Was würde ich heute anders machen?: Ganz klar, die Entscheidung für den Gori Faltpropeller mit „Overdrive“ würde ich am liebsten revidieren. Das Dingen ist einfach zu umständlich zu bedienen. Man muss tatsächlich aufstoppen und 10 Meter rückwärts fahren, damit die Flügel sich in die „Overdrive-Stellung“ umlegen. Dann allerdings dreht der Diesel bei gleicher Geschwindigkeit ca. 450 Umdrehungen weniger, verbraucht weniger und ist natürlich leiser. Nu setz aber mal rückwärts, wenn du im Konvoi aus der Schleuse kommst … Die Gutmütigkeit der nachvollgenden Skipper kennt sicher Grenzen …
Mir wurde die Bedienung bei der Kaufentscheidung auch anders erklärt: einmal kurz und während der Vorwärtsfahrt den Rückwärtsgang einlegen und das Ding schaltet sich um. DAS ist definitiv falsch.
Statt dessen hätte ich mich lieber zum nächst größeren Motor durchringen sollen. Das wäre dann ein Vierzylinder gewesen (Volvo Penta D2-40), sicher mit mehr Power und Laufruhe als der D1-30 Dreizylinder.
Ebenso die Toilette. Heute habe ich eine Lavac und bin damit super zufrieden. Sehr unkompliziert, ganz im Gegensatz zur sehr empfindlichen Jabsco. Aber auch darüber habe ich ja schon berichtet.
Der Nachteil des Decksalon-Konzeptes sind die großen Fensterflächen: sie beschlagen in den Saison-Randzeiten sehr schnell. Ich habe damals ungläubig und wohl auch dumm geschaut, als mir Torsten Schmidt Themopenscheiben anbot und nur an Isolierung gegen Sonneneinstrahlung gedacht. Heute würde ich darüber anders denken, weil wir noch kein Patentrezept dagegen gefunden haben. Das ist aber zugegebenermaßen auch ein Luxusproblem.

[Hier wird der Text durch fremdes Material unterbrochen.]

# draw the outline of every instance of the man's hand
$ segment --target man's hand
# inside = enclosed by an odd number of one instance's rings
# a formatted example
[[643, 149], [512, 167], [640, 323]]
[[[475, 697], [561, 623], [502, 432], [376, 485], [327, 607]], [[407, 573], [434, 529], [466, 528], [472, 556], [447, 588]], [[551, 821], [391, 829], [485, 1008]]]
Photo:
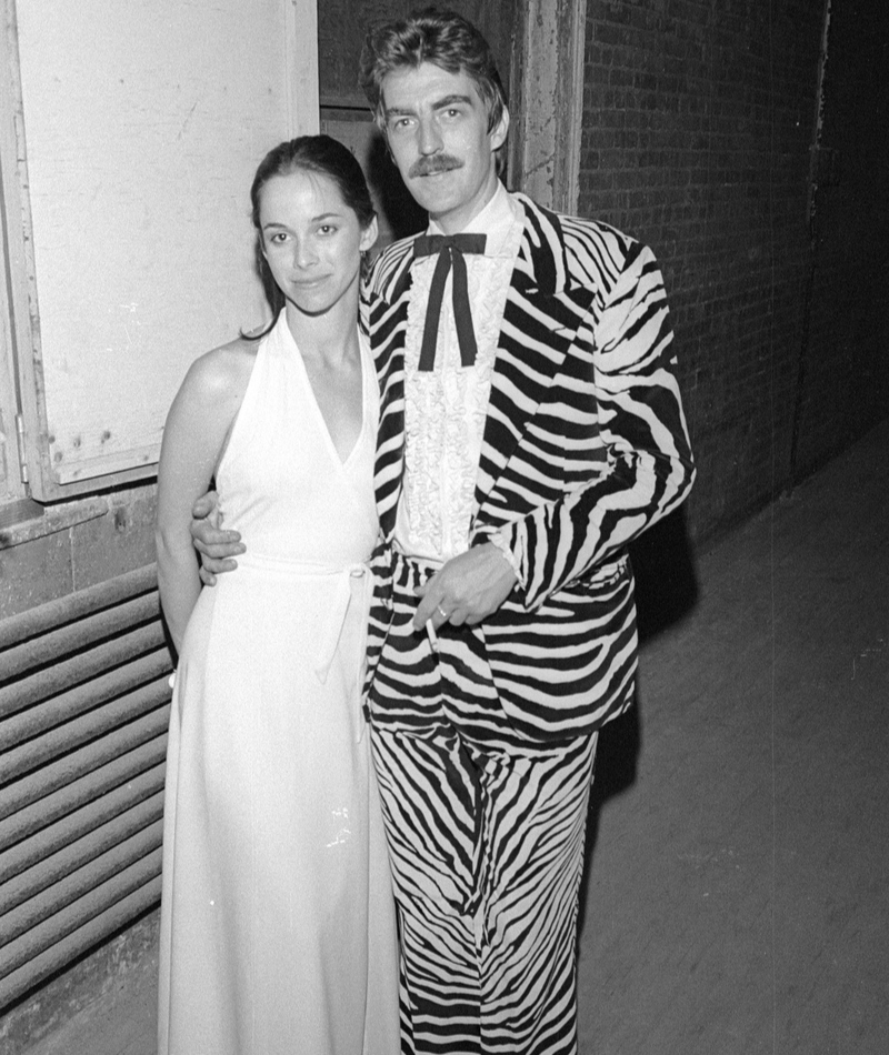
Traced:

Eine Kleinigkeit noch: die Platzierung der Lautsprecher in die Ecken hinter den beiden Rundungen der Sitzgruppe war definitiv falsch. Diese beiden Ecken sind selbstverständlich DIE Kuschelecken, wenn man zu zweit unterwegs ist. Dann aber hat man die speaker direkt am Ohr. Blöd!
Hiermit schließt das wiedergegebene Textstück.